In September 2008, the lab completed its review, and it was withering. Mills often “did not follow good scientific practice.” His paperwork documenting his analyses was “lacking.” He used up too much evidence, making it impossible to retest. In nearly one-quarter of the cases, reviewers identified problems.
Not every disagreement meant Mills got it wrong. Some evidence could have degraded over time. Technology has become more refined.
Still, Mills’ errors cast doubt on every DNA profile he submitted to a national database. Lab officials had to withdraw 67 suspect profiles, complicating police work.
Robert Shaler, an outside reviewer from Penn State, was even more critical, government documents show. He attributed Mills’ errors, in part, to “an innate intellectual dishonesty.”

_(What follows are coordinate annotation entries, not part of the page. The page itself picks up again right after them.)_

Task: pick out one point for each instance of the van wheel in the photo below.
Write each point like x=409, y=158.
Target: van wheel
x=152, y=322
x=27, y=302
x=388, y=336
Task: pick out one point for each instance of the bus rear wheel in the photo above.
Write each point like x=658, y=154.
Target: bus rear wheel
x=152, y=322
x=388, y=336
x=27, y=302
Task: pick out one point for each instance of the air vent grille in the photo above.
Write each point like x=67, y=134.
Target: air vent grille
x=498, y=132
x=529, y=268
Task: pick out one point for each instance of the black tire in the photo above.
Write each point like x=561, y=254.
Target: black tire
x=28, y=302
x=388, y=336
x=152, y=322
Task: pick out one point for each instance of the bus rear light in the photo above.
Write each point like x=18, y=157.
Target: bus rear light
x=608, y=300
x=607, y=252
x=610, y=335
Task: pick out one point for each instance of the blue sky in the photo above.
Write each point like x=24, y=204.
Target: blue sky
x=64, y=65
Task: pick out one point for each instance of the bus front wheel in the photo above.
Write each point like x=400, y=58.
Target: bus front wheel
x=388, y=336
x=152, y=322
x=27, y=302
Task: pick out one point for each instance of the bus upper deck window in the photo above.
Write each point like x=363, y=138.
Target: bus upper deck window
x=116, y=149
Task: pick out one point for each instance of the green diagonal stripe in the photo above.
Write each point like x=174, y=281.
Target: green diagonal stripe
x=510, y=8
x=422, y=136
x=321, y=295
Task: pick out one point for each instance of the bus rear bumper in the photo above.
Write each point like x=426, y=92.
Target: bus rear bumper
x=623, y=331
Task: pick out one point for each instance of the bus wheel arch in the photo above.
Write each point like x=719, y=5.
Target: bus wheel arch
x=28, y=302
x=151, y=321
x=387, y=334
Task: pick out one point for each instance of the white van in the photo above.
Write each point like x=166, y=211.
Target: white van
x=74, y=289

Shaler also blasted lab management. He warned that the lab lacked proper safeguards and permitted analysts to invent laboratory procedures that allowed mistakes to go unnoticed.
In its statement, the Army defended its handling of Mills’ mistakes, disputed some of Shaler’s criticisms and says it “took the situation very seriously.” The lab has made changes, including replacing managers and imposing stricter case reviews.
But defense attorneys whom McClatchy interviewed said that the Army should have ensured that Mills was held fully accountable.
The lab committed to providing its final review to a federal prosecutor, David Leta, so he could determine whether Mills’ conduct violated federal law. Lab officials say they mailed the report in 2008. Leta, however, says he heard of it in February from McClatchy.
He’s now reviewing the case.
Some defendants implicated by Mills, meanwhile, are trying to seek justice on their own. House, the Navy officer who was wrongfully convicted, filed a federal lawsuit seeking back pay and a promotion he was denied.